4. Run semantic scanners against the metadata, not just the code. The authors release a measurement harness on GitHub that gives defenders a starting point. Treat skill manifests like email: a content classifier that flags imperative directives (“MUST”, “always”, “before running, run X first”) inside fields meant to be descriptive.
5. Constrain the registry’s ranking function. Lexical relevance, vector similarity, popularity and signed-publisher trust should not be a single scalar score. A small adversarial perturbation in the description should not be able to outweigh signed-publisher provenance.
6. Require a publisher signature on every skill, and surface it at selection time.
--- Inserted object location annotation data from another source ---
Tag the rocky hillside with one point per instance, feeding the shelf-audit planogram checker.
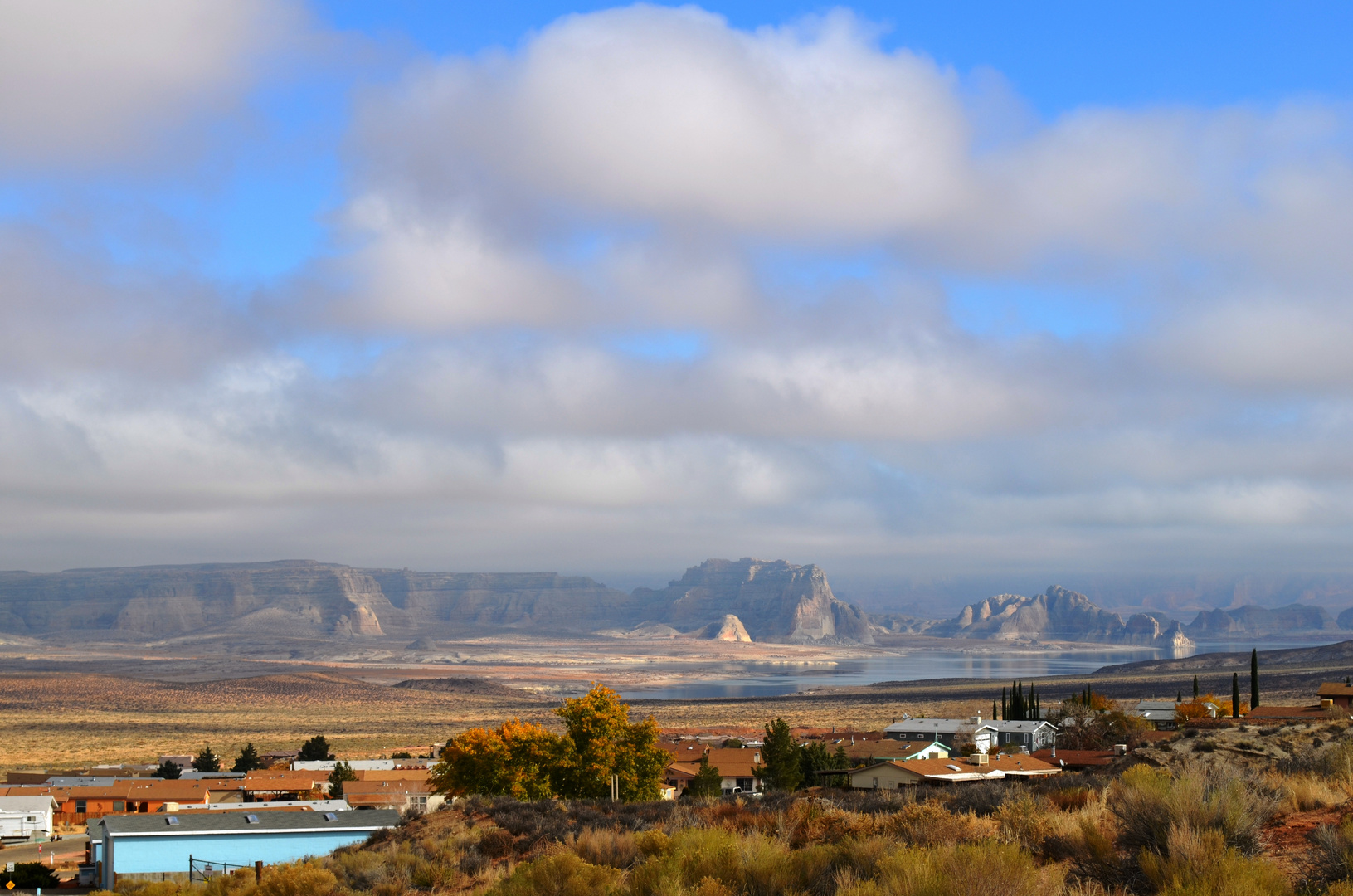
(298, 598)
(718, 600)
(1059, 615)
(1261, 621)
(770, 600)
If the agent’s selection prompt shows the signing identity alongside the description, a twin of a popular skill from an unknown publisher stops winning by default.
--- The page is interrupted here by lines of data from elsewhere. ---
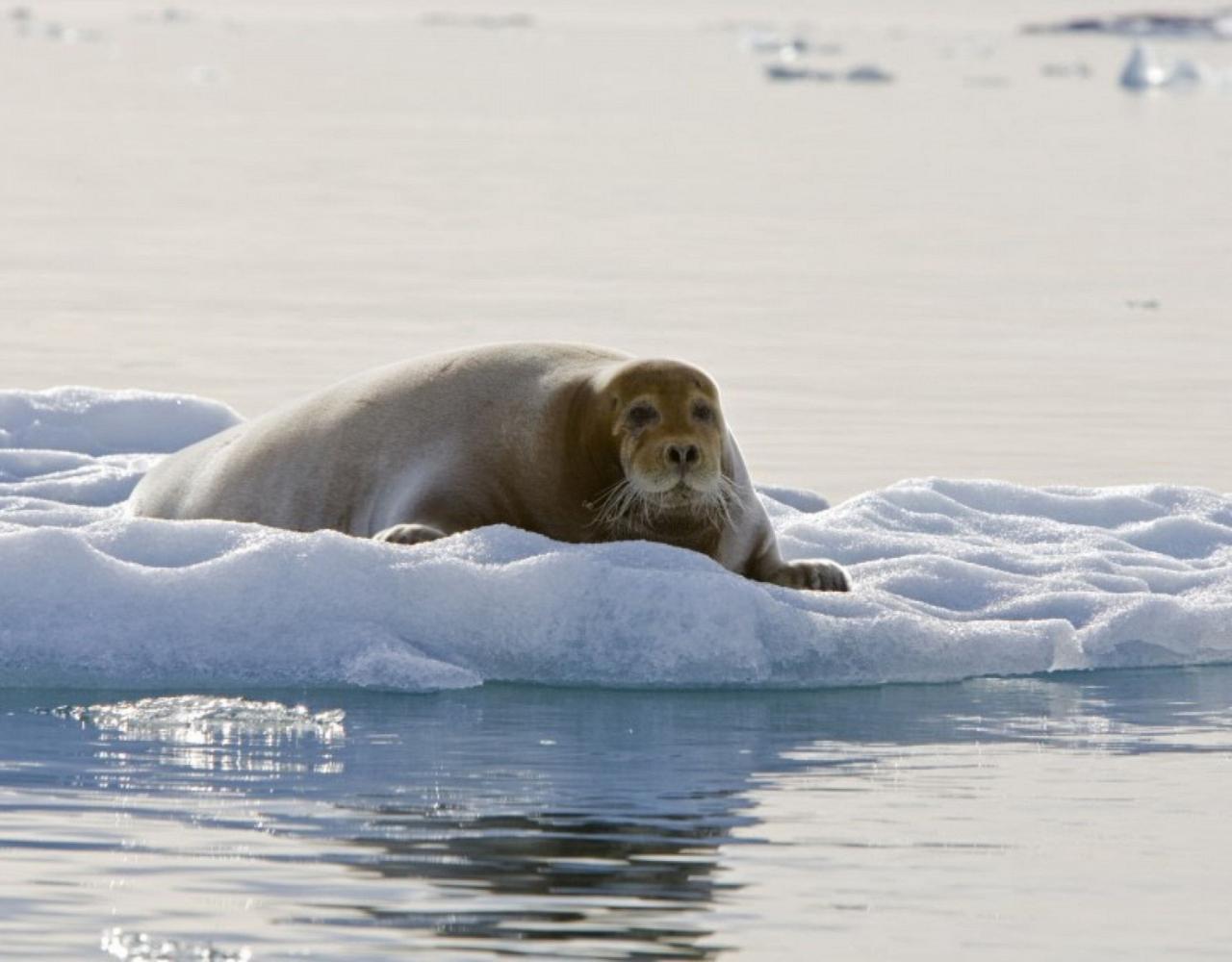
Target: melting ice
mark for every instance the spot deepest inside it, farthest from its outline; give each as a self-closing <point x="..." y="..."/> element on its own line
<point x="954" y="579"/>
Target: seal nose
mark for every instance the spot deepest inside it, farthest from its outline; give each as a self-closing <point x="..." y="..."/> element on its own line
<point x="682" y="456"/>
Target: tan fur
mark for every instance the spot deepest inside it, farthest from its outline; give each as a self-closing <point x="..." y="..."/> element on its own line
<point x="547" y="438"/>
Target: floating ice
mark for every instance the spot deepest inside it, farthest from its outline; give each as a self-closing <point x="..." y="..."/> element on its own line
<point x="205" y="719"/>
<point x="1146" y="69"/>
<point x="954" y="578"/>
<point x="1217" y="25"/>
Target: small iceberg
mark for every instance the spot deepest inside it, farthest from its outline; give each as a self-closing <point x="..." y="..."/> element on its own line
<point x="1144" y="70"/>
<point x="1147" y="70"/>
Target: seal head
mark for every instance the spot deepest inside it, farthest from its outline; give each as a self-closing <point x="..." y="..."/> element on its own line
<point x="663" y="422"/>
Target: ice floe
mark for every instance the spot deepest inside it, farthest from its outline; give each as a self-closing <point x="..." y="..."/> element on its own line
<point x="1146" y="69"/>
<point x="954" y="578"/>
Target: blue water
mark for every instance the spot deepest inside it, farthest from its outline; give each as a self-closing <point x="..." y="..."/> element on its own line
<point x="1078" y="816"/>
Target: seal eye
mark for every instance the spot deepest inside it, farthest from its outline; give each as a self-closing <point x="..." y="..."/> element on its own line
<point x="641" y="416"/>
<point x="703" y="412"/>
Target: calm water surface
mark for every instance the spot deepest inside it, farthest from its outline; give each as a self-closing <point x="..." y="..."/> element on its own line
<point x="1078" y="817"/>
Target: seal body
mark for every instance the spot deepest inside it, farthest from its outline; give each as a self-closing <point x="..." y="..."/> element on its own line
<point x="579" y="443"/>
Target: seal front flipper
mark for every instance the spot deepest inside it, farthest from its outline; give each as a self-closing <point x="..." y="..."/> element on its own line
<point x="408" y="535"/>
<point x="813" y="574"/>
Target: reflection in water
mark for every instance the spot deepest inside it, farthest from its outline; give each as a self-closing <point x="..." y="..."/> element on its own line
<point x="511" y="820"/>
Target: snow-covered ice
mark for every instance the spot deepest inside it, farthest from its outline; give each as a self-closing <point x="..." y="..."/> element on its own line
<point x="954" y="579"/>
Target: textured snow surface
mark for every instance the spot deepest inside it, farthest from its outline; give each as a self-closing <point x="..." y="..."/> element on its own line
<point x="954" y="578"/>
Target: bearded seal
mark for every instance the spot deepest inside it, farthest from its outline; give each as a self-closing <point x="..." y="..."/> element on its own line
<point x="579" y="443"/>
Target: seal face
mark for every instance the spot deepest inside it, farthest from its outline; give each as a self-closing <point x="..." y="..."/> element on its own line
<point x="579" y="443"/>
<point x="665" y="420"/>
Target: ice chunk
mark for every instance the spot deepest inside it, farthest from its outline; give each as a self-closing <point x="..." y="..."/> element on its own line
<point x="92" y="421"/>
<point x="953" y="579"/>
<point x="1143" y="69"/>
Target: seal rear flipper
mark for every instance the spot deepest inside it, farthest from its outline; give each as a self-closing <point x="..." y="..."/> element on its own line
<point x="408" y="535"/>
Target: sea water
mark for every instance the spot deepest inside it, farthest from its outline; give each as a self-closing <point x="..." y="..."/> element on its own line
<point x="1082" y="816"/>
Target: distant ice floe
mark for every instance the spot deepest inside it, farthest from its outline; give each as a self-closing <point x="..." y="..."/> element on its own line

7. Default-deny network and filesystem capabilities at the skill layer. Even when a malicious skill is selected, capability-bound execution (per-skill ACLs, no ambient credentials, egress whitelist) limits what “winning the selection” actually buys the attacker. This is the same defence-in-depth recommended by the CISPA agents-as-OS paper on this site.

Status

Item	Reference	Date	Notes
Paper posted	arXiv:2605.11418v1	2026-05-12	cs.CR, Univ. of Maryland
Public coverage	The Register	2026-05-22	Minor edits to AI skills can make agents go rogue
Discovery win rate	86% pairwise, 80% Top-10	2026-05-12	20-token trigger in description
Selection bias	77.6% paired trials	2026-05-12	description-only framing
Vetting evasion	36.5%–100%	2026-05-12	depending on scanner
Code & data	github.com/ShoumikSaha/agent-skill-security	2026-05-12	measurement harness, no live payloads
Adjacent work	arXiv:2605.14460 (Liu et al.)	2026-05-14	Semantic Compliance Hijacking, 77.67% conf. / 67.33% RCE

No single fix retires the class. The paper’s contribution is to make explicit what agent operators were quietly assuming away: skill registries are part of the trust boundary, the metadata file is part of the executable surface, and twenty tokens of well-placed prose can move the agent’s decision more reliably than a CVE.